Com o passar do tempo, a lei acabou criando um mau hábito entre os transportadores, que aumentam o peso da carga transportada baseados nessa margem de 5%. Outros, mesmo com a tolerância, e ignorando as consequências, acabam se arriscando e colocam peso a mais no caminhão para aumentar o faturamento no final do mês. Porém, a ANTT alerta que quando é detectado o excesso de peso tanto no eixo quanto no Peso Bruto Total, o motorista deve providenciar o remanejamento ou o transbordo da carga excedente para outro veículo, para que possa seguir viagem.
Para o carreteiro Anderson de Souza, 32 anos e 14 de estrada, carregar além dos limites de peso é arriscado e não compensa o pouco lucro que possa ter no frete. Dirigindo entre Santana do Livramento/RS e Rio de Janeiro/RJ, ele destaca que a maioria das empresas carrega dentro da tonelagem adequada, evitando transtornos com multas e até mesmo o transbordo de cargas nas balanças. Salienta que além da preocupação com a fiscalização, também é preciso pensar na segurança, no desgaste dos freios, do motor e no consumo de combustível. Acredita que com todos os riscos e desvantagens somados não vale a pena querer ganhar um pouco mais rodando com excesso de carga. “Além disso, o patrão no gosta”, conclui.
Outro motorista que diz evitar o excesso de peso nas cargas que transporta é Marcos Antônio de Almeida, 42 anos e 22 de profissão. Natural de Flores da Cunha/RS, trabalha com um baú câmara fria entre Campo Grande/MS e a Serra Gaúcha, levando frutas na maioria das vezes e retornando com carne. Segundo ele, sempre procura carregar dentro dos limites legais, observando a margem de tolerância. Todavia, reconhece que esses limites por eixo nem sempre funcionam em razão das cargas fracionadas, e que na medida em que são descarregadas modificam a distribuição do peso. Por isso, a situação fica difícil e convém não se arriscar, conforme observa. Qualquer multa já vai pesar bastante na planilha de custos da viagem, ainda mais quando a prestação do caminhão é alta. “Isso sem contar o desgaste do caminhão, dos freios e dos pneus, mais esforço para dirigir, até mesmo o asfalto acaba estragando”. Ele conta que já foi pego por excesso de peso e teve de fazer transbordo com carga. “Foi uma bagunça e o lucro da viagem se foi. Agora, para evitar incômodos é melhor carregar dentro dos limites”, observa.

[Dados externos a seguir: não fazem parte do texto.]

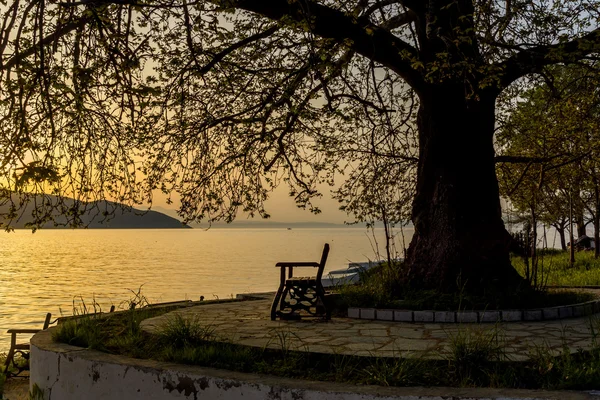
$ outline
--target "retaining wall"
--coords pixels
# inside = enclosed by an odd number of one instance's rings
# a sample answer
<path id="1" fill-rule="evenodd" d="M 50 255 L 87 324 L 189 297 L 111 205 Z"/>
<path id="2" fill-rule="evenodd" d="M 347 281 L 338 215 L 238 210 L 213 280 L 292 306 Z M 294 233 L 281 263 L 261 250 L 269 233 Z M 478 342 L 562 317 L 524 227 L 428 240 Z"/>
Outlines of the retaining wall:
<path id="1" fill-rule="evenodd" d="M 50 330 L 31 339 L 30 384 L 44 400 L 469 400 L 600 397 L 583 392 L 388 388 L 310 382 L 114 356 L 52 342 Z"/>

Menos preocupado em manter os limites de peso das cargas que transporta, Fernando Turquete, 33 anos e quatro de direção, admite que tudo depende do trajeto e da mercadoria que transporta. Natural de Roque Gonsalez/RS, ele costuma comprar alfafa e aveia na região para revender em municípios da Grande Porto Alegre, onde tem clientes certos. Nessas ocasiões carrega o que dá, muitas vezes comprando o produto para a revenda em locais onde não haja a fiscalização por balanças. No retorno, leva carga variada e sem problemas de peso. Diz que nunca foi multado, mas reconhece eventuais problemas de desgaste para o caminhão, um truck ano 85. “Mas fazer o quê? É preciso ter jogo de cintura”, justifica.
Depois de muito tempo na estrada dirigindo um caminhão trucado, Ari Maggioni, 50 anos e 30 de profissão, natural de Boa Vista do Sul/RS, comprou um cavalo-mecânico ano 97 com carreta. Ele viaja para o Mato Grosso/MS e tem definido um esquema de trabalho junto com o filho, em que ambos vão para o trecho, cada um com um caminhão. Quanto a eventuais excessos em relação ao peso das cargas, Maggioni admite que nas estradas onde não há fiscalização com balanças ele carrega no limite, “talvez passando um pouquinho”. Reconhece, todavia, que o excesso de peso é arriscado em todos os sentidos, inclusive na segurança do veículo, por isso acredita que o melhor mesmo é trafegar com a carga no peso certo para evitar transtornos. Salienta que não são os carreteiros e nem excesso de peso das cargas que danificam as estradas. “Quem estraga a estrada é quem a faz”, garante.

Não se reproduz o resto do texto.